Earlier, the dominant platform was the OS — DOS, and then Windows. Then came the web, and the focus shifted from native apps to web apps. With the smartphone revolution, the pendulum swung back to native apps.
Benedict Evans, a brilliant analyst, says:
We’re looking for a new run-time - a new way, after the web and native apps, to build services. That might be Siri or Now or messaging or maps or notifications or something else again. But the underlying aim is to construct a new search and discovery model - a new way, different to the web or app stores, to get users.
Fred Wilson then suggested that we’ll have many new runtimes, not just one:
I think there won’t be one runtime in the mobile era. I think what is emerging is multiple runtimes depending on the context – “contextual runtimes.”
If I’m building a lunchtime meal delivery service for tech startups, that’s a Slack bot.
If I’m building a ridesharing service, that’s going to run in Google Maps and Apple Maps.
If I’m building a “how do I look” fashion advisor service, that’s going to run in Siri or Google Now.
If I’m building an “NBA dashboard app”, that is mostly going to run on the mobile notifications rails.
This is a fascinating discussion. Let’s see what some of these new platforms might entail.
To begin with, messaging as a runtime makes sense for services that are based on questions and answers, like web search.
Complex UIs like Uber don’t belong in a messaging app:
This is a mess.

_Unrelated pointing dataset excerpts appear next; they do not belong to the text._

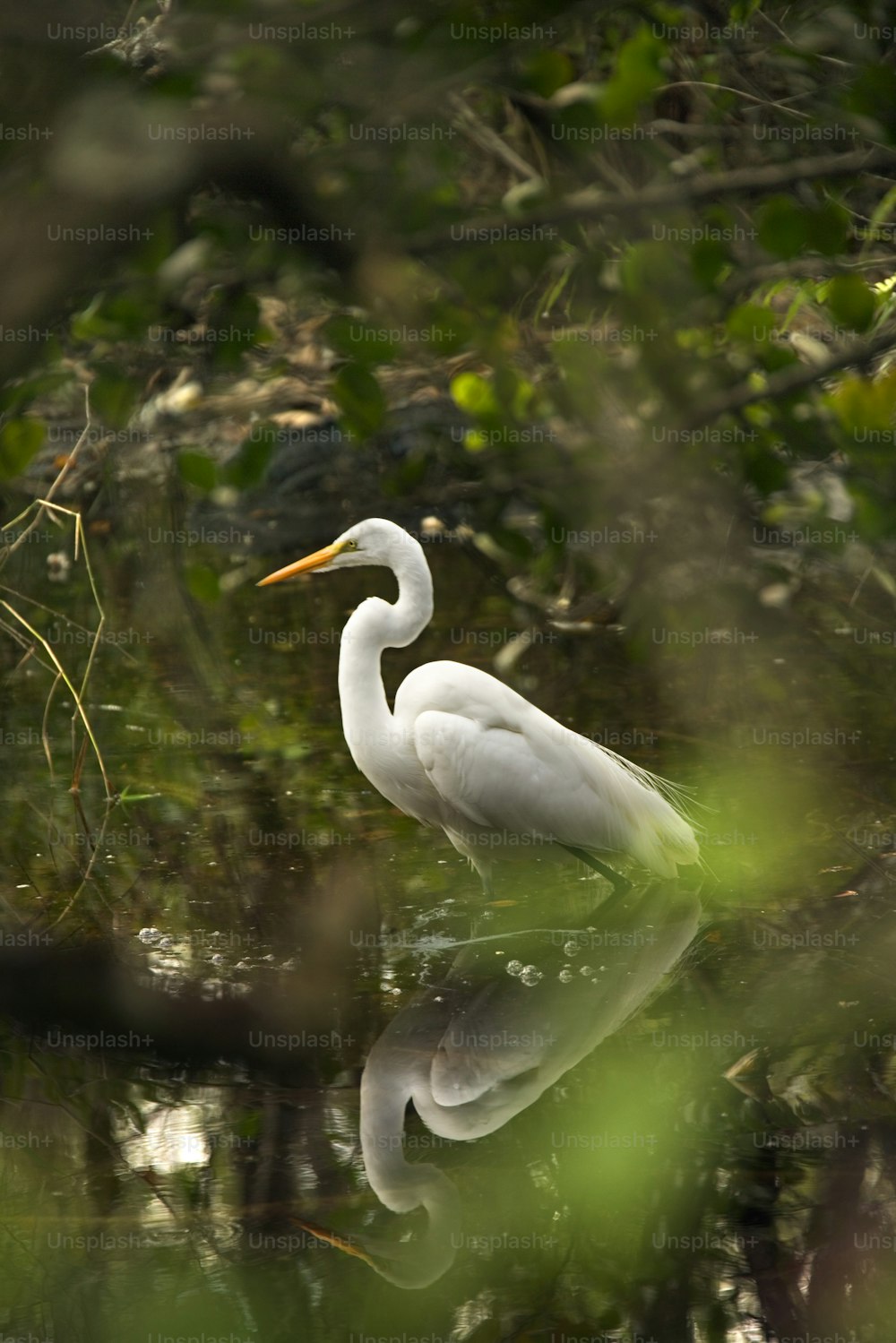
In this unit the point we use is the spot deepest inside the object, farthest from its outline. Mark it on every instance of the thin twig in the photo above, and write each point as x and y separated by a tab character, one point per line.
686	191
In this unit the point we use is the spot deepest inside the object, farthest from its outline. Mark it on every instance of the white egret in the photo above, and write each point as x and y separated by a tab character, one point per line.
465	753
479	1046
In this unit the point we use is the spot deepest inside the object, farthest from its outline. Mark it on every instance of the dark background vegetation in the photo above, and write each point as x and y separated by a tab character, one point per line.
599	303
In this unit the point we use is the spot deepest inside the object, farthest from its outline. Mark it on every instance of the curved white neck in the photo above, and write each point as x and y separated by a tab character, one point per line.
374	626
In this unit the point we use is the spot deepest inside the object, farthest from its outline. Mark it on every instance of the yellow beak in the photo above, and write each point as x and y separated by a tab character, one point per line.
311	562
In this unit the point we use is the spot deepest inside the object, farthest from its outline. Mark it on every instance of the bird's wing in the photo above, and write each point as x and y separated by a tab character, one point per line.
500	763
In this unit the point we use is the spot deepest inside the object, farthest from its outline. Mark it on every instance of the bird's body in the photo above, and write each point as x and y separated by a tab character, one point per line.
465	753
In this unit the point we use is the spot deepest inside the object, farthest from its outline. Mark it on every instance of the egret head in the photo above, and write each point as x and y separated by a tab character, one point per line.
373	541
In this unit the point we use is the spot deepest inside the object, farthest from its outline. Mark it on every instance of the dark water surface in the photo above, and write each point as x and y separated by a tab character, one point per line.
668	1116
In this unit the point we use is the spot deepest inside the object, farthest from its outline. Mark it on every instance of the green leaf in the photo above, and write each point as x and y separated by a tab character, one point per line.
828	228
850	301
198	469
864	403
19	441
360	399
780	228
249	465
474	395
547	73
113	395
751	323
637	77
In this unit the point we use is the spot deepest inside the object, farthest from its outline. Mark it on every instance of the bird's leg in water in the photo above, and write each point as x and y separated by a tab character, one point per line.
619	884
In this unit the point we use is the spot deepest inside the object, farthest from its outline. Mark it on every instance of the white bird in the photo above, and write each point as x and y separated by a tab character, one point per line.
465	753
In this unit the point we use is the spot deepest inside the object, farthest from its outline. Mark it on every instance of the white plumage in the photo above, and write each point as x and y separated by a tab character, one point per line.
466	753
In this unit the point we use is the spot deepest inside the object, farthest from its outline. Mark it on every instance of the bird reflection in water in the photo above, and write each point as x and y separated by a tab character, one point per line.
478	1047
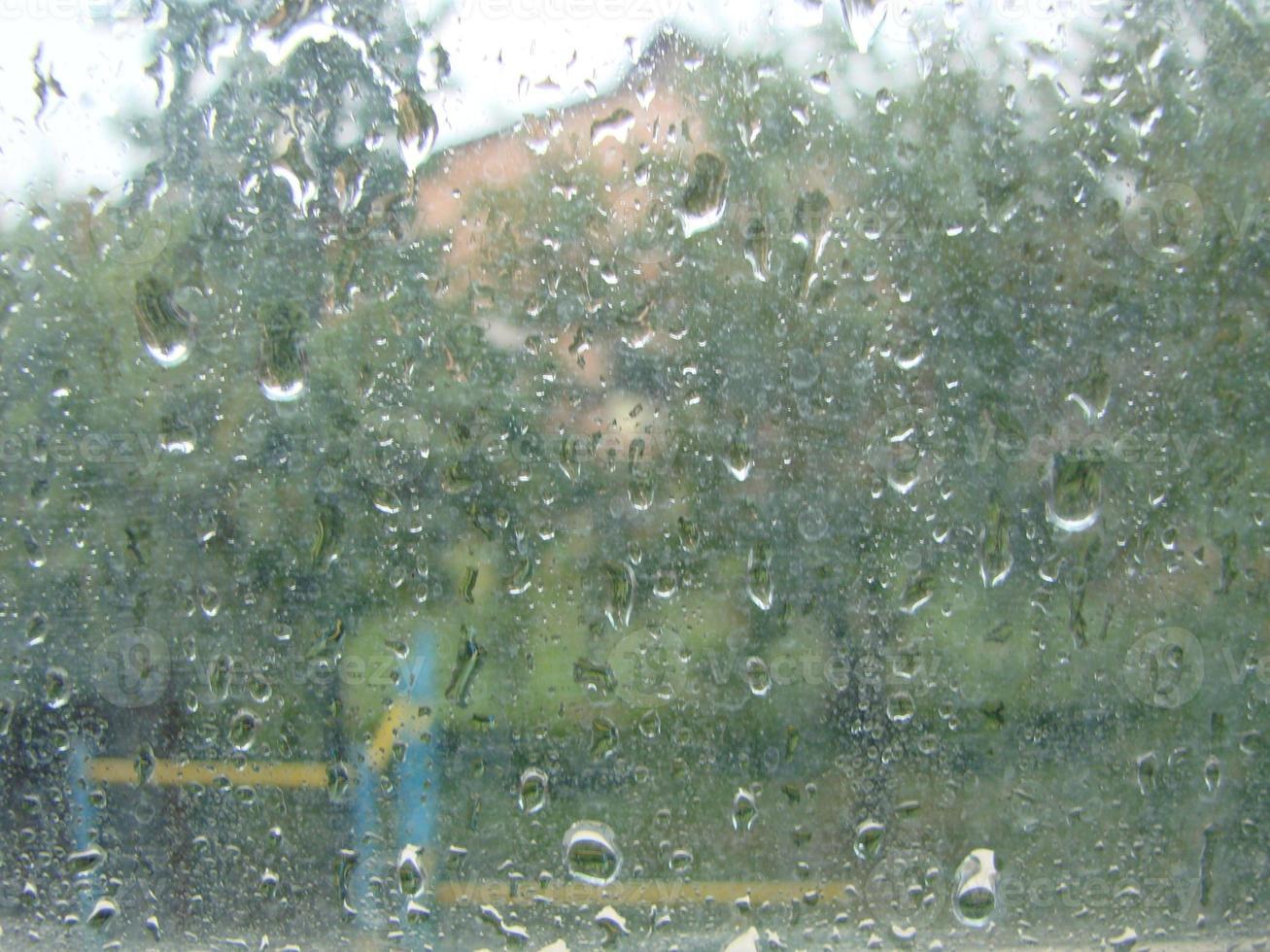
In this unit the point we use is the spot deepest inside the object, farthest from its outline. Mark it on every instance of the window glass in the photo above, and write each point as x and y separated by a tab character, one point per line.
566	474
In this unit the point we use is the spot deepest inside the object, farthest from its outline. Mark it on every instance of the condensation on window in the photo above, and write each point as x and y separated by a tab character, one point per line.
573	474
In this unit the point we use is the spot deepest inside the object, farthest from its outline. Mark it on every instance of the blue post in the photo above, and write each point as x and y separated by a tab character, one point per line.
417	789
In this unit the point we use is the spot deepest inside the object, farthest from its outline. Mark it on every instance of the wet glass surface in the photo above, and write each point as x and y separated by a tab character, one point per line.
630	475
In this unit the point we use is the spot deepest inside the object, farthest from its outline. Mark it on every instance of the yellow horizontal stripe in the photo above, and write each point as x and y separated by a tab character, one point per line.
168	773
637	891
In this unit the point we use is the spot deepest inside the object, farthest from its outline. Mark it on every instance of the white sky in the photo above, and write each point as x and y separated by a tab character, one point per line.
567	50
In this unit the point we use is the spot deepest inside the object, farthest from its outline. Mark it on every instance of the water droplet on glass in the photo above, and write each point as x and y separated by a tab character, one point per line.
758	677
282	355
995	556
57	688
243	730
706	194
744	810
410	876
417	128
532	794
616	126
975	889
1212	774
621	593
758	576
1075	493
868	840
864	19
591	853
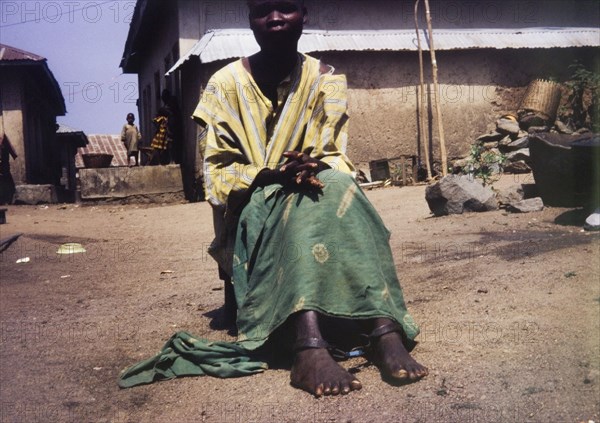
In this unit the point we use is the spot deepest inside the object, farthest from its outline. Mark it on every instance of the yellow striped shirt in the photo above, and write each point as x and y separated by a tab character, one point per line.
245	133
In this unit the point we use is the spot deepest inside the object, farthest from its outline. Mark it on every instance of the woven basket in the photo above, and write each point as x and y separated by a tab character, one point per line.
543	98
96	160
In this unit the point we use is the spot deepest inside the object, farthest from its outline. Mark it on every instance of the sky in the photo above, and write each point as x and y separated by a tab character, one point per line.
83	42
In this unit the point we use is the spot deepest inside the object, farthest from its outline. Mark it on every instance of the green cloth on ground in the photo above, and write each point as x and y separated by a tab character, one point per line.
326	251
185	355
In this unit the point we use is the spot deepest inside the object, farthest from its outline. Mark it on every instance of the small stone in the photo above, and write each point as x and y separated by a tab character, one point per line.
522	154
492	136
507	127
517	167
519	143
527	206
561	128
510	195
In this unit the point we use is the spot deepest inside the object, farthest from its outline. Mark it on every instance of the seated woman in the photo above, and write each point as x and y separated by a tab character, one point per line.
306	242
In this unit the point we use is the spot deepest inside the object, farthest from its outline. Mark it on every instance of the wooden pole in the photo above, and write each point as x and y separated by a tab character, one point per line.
421	109
435	93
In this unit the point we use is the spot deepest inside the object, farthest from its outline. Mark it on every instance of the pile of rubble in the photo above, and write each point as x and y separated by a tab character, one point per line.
510	141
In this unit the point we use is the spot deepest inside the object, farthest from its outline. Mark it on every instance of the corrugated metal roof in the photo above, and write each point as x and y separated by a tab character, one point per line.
221	44
12	53
64	129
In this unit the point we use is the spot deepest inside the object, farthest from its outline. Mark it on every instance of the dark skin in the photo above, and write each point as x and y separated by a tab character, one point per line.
277	26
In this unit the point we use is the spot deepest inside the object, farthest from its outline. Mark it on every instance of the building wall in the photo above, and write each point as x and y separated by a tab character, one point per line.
156	52
399	14
476	87
12	116
30	125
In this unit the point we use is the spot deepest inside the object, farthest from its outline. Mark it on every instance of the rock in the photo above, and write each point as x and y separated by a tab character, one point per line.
531	120
456	194
518	166
35	194
492	136
526	206
507	127
504	142
561	128
489	145
511	195
460	164
519	143
522	154
537	129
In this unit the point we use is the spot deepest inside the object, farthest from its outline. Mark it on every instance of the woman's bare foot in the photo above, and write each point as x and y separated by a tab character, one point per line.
315	371
392	358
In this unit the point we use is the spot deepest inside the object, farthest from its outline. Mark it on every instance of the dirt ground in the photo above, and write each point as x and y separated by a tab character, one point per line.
508	304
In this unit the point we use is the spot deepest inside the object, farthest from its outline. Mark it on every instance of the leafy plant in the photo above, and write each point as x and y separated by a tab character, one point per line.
485	164
584	87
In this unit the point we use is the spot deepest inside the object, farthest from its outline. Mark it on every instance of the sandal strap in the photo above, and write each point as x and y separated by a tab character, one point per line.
387	328
305	343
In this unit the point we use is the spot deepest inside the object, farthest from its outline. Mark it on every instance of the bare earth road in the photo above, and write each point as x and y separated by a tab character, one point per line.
508	304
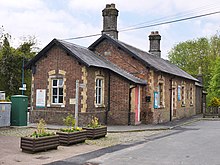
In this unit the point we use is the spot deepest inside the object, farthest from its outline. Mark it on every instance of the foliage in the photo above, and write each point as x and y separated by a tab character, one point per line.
70	121
94	123
214	102
214	87
11	64
41	131
192	54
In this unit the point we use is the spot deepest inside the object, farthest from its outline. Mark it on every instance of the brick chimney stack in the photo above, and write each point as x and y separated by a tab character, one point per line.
110	14
155	38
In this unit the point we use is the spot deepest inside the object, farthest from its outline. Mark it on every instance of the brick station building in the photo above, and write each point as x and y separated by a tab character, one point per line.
122	84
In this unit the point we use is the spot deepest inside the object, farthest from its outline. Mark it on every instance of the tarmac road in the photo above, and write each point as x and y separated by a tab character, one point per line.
194	144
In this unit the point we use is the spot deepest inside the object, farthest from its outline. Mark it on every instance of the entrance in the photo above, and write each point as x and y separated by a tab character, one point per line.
137	104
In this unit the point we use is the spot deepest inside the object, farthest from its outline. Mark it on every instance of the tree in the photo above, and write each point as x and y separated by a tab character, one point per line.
192	54
214	87
11	60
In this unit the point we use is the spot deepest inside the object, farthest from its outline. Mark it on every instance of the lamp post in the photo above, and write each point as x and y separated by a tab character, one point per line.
22	77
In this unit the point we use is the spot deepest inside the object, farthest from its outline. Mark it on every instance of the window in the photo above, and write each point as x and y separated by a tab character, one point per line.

Don’t shove a UI with a message and buttons into a message. This makes as little sense as having a command-line in a web app.
Messaging-driven UIs make sense for queries, searches and other information retrieval-type stuff. I’m sure there will be other good uses, but I can’t see them yet.
Moving on to maps, if maps is to become a platform, the “apps” on that platform would be associated with a physical place in the real world.
Perhaps the platform can track what products and services are available at a given location and when. This can be pretty general: is an iPhone available in this shop? When does a match happen in this stadium? When will there be a sermon in this church? At what times can I get a haircut in this saloon? And so on.
Product availability, in particular, can just track what products the shop sells at all. Or, it can hook into the shop’s inventory system and let you know not just whether this shop sells iPhones, but whether one is in stock right now.
With this, you’ll be able to search for a product you want to buy, not just the name of the shop. Maps can look inside the shop to tell you what they sell and whether it’s in stock now. You might also be able to do a search for an iPhone, and sort the results by price, rather than by distance. And you can click a button to jump seamlessly into an app or web site to complete the transaction. Or call an Uber to go there.
If you want to buy something, Maps can notify you when you’re near a shop that sells that. There are many possibilities here.
It will be interesting to see how these novel platforms evolve, and what kind of apps we will all be using five years from now, whether Maps, Google Now or Siri, Slack or WhatsApp. Or something entirely new. The future sounds fun.